Ella vivía con su abuela y su padre y siempre me dijo que había cumplido dieciocho. De su madre nunca me ha querido hablar.
Yo vivía sólo, con mi perro, en uno de esos conjuntos de bloques todos iguales, al norte de una ciudad portuaria y pequeña. Justo ahora que he llegado a España me acuerdo del principio de El Quijote porque me llamó la atención. En clase de español nos dijeron que era algo así como: ese lugar de donde vengo, “de cuyo nombre no quiero acordarme”. Pues justo ese es mi caso.

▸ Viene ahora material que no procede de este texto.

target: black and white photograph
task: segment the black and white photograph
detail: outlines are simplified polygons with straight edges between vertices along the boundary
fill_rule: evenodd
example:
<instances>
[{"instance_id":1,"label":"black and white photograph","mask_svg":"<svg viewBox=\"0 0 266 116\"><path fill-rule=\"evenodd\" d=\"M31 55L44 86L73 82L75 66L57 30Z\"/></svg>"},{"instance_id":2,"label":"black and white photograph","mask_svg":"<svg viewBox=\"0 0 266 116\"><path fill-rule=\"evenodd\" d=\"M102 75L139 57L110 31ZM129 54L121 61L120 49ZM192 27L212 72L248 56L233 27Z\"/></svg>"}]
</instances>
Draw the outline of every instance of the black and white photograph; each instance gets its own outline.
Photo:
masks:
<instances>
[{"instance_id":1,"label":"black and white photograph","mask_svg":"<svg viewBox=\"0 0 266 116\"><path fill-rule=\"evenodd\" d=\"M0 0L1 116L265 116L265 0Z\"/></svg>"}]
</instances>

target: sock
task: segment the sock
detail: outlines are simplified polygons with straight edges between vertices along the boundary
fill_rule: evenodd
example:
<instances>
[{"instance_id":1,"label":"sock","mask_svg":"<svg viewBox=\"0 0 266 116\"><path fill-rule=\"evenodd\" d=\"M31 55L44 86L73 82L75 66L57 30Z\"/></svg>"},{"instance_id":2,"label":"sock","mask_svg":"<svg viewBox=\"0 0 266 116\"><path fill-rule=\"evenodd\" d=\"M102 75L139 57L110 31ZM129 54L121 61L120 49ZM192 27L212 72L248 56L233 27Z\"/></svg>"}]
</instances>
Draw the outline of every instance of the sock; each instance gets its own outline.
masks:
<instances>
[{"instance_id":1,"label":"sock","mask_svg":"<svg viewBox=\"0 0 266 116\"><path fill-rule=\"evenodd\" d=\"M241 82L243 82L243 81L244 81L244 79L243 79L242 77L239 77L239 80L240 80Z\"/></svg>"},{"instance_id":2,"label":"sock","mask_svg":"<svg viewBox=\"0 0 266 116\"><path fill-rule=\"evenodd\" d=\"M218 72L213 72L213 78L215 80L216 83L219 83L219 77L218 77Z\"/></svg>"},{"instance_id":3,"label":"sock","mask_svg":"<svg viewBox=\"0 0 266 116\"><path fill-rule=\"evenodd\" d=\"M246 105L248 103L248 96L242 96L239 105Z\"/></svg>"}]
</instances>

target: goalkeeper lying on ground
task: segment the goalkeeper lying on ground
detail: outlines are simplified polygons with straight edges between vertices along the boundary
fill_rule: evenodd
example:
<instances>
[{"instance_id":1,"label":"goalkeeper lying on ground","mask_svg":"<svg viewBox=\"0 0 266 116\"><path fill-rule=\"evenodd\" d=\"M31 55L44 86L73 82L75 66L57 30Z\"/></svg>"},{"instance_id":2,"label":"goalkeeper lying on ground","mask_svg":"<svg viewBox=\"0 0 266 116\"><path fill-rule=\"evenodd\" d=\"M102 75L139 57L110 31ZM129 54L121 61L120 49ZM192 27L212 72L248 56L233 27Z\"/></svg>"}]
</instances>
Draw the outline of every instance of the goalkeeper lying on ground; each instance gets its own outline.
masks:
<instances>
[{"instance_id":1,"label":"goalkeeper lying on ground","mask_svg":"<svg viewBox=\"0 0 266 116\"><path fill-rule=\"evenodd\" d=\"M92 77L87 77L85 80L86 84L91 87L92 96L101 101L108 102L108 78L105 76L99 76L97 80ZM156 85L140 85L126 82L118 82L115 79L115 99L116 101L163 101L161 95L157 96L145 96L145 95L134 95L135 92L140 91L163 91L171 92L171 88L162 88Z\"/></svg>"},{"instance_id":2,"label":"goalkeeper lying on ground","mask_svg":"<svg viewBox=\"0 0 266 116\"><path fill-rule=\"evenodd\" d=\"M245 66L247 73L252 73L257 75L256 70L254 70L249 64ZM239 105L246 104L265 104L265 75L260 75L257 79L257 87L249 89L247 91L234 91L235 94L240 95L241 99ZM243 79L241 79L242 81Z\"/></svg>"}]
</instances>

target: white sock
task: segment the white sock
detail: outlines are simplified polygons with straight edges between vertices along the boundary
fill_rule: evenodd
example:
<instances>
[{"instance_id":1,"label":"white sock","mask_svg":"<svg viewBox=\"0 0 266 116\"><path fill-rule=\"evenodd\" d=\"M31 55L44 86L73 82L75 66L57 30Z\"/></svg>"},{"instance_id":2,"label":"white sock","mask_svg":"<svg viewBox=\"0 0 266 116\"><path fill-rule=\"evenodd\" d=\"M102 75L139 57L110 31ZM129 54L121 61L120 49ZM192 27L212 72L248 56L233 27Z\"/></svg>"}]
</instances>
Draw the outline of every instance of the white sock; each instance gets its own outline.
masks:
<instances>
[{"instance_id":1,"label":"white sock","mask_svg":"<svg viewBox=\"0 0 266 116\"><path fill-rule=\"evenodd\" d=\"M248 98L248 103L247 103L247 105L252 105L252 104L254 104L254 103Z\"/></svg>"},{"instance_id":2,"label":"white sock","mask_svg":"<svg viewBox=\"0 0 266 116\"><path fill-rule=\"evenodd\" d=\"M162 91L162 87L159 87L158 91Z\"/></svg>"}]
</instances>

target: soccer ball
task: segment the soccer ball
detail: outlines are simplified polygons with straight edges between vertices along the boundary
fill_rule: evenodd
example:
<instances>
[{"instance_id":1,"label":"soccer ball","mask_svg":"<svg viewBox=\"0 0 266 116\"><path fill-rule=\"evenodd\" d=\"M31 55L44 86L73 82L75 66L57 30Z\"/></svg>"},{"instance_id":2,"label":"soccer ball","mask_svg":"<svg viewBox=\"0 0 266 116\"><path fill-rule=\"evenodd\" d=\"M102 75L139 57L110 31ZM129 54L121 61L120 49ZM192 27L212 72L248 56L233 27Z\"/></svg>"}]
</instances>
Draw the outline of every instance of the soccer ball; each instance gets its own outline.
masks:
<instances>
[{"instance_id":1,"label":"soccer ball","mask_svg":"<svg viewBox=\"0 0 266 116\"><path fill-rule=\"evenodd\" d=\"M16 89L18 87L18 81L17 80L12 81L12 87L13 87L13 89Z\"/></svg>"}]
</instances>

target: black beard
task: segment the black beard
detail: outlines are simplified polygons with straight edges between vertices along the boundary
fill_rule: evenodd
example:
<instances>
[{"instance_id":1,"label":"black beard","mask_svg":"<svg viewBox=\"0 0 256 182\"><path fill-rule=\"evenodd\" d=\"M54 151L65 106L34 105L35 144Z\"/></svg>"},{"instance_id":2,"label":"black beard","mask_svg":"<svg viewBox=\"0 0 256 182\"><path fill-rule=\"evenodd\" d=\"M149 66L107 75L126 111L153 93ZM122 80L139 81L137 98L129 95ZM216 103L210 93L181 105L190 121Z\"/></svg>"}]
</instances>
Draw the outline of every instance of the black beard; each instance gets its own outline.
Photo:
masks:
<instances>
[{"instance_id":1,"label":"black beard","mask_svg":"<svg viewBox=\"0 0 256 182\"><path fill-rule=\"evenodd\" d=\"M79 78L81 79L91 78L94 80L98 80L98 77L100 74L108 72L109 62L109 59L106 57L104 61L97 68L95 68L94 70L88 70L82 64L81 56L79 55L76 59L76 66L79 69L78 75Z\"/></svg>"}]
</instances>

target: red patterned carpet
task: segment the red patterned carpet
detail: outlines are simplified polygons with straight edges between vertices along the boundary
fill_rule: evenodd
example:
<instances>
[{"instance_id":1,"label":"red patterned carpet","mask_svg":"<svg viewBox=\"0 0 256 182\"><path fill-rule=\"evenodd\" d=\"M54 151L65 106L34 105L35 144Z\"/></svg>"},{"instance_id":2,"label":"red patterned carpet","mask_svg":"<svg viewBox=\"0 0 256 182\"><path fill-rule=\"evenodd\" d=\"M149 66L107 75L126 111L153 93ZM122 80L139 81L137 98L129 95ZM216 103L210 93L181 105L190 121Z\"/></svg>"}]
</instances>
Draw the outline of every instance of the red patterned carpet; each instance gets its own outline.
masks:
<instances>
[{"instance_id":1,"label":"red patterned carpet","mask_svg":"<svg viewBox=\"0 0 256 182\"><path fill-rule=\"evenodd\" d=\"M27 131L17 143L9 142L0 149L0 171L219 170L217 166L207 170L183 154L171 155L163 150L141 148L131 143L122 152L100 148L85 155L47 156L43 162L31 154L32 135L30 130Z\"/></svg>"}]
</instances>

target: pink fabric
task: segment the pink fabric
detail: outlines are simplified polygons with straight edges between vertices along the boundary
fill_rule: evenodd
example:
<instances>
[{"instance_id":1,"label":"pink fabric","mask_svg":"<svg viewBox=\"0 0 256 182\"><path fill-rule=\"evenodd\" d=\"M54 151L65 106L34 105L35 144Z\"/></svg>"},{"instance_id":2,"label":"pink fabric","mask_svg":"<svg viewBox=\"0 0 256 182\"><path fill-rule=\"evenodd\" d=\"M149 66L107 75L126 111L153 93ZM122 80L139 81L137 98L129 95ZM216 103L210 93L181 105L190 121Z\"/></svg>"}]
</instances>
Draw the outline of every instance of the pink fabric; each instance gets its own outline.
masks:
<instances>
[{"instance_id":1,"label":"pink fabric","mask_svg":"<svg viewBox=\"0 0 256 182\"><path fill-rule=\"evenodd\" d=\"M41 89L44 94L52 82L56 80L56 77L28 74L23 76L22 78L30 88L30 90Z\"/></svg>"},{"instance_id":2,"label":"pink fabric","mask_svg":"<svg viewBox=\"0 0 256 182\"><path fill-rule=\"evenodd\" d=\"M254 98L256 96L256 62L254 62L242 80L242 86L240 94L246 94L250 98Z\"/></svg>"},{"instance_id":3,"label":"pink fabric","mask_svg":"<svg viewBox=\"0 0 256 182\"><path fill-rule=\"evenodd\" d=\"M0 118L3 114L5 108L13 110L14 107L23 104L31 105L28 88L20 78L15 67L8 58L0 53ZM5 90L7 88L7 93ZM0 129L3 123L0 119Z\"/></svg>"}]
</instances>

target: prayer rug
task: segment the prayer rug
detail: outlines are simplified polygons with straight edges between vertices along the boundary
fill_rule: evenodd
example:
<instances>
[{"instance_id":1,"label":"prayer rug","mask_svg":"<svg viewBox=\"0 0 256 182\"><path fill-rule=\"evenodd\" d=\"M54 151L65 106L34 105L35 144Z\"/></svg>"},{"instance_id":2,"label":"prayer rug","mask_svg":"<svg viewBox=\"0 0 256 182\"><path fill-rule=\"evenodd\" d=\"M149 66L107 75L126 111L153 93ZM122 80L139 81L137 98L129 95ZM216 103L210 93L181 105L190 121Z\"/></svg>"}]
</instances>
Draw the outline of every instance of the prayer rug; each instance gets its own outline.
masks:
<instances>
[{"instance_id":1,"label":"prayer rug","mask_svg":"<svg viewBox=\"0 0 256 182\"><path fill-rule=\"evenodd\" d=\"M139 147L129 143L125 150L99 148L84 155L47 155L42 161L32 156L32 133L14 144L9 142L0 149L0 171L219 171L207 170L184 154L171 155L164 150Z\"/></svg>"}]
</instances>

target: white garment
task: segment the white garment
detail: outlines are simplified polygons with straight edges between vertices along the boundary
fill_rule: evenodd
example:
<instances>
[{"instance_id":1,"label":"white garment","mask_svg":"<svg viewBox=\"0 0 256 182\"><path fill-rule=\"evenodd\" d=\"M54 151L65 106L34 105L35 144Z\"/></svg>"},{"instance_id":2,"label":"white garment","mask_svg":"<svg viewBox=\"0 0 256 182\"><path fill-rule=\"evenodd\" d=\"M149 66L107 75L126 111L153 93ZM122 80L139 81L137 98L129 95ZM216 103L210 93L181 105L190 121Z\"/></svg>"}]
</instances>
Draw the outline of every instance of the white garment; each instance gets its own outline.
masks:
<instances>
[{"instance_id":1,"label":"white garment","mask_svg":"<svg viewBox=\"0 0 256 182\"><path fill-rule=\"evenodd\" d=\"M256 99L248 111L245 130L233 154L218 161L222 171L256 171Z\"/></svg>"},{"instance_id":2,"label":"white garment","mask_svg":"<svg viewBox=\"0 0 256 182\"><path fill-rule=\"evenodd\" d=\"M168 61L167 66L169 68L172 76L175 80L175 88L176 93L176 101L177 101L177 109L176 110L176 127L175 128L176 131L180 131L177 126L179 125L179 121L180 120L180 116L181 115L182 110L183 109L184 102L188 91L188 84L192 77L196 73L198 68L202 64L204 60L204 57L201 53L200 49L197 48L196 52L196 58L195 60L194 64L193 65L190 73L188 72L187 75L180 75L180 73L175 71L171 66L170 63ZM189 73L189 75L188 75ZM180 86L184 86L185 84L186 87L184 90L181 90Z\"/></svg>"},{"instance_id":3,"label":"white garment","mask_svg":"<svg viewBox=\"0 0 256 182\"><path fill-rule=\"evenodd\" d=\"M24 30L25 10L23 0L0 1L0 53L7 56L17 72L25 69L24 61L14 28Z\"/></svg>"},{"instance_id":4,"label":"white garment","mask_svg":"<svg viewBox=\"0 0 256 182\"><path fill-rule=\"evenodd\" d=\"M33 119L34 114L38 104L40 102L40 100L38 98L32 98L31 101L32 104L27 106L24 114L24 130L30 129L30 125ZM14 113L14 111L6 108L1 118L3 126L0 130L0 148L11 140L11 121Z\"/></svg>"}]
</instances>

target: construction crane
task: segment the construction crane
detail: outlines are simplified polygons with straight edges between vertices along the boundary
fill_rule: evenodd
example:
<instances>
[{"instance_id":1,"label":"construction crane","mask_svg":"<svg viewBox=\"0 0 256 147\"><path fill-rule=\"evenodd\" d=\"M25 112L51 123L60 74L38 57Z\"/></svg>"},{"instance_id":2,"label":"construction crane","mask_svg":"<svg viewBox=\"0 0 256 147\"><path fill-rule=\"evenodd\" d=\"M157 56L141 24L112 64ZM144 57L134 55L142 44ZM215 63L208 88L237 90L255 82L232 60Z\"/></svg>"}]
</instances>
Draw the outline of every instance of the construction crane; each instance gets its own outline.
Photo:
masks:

Desde 2015 trabajaba en unos astilleros haciendo labores de mantenimiento, la vida no me era particularmente divertida pero a mis cuarenta vivía tranquilo y bien. Había viajado varios veranos por Europa, vacaciones en Albania, en Croacia y también en España, Málaga, hace dos años. Iba a decir que en el sur se liga mucho, pero la verdad es que si pones de tu parte se puede ligar en casi cualquier sitio, aunque es más fácil si estás de vacaciones. Me atraía mucho la vida en esos países soleados aunque no lo bastante como para emigrar porque allí la vida tampoco es fácil. Pero siempre había pensado que si tuviera que salir de mi casa me iría al sur, y eso es justo lo que ha pasado.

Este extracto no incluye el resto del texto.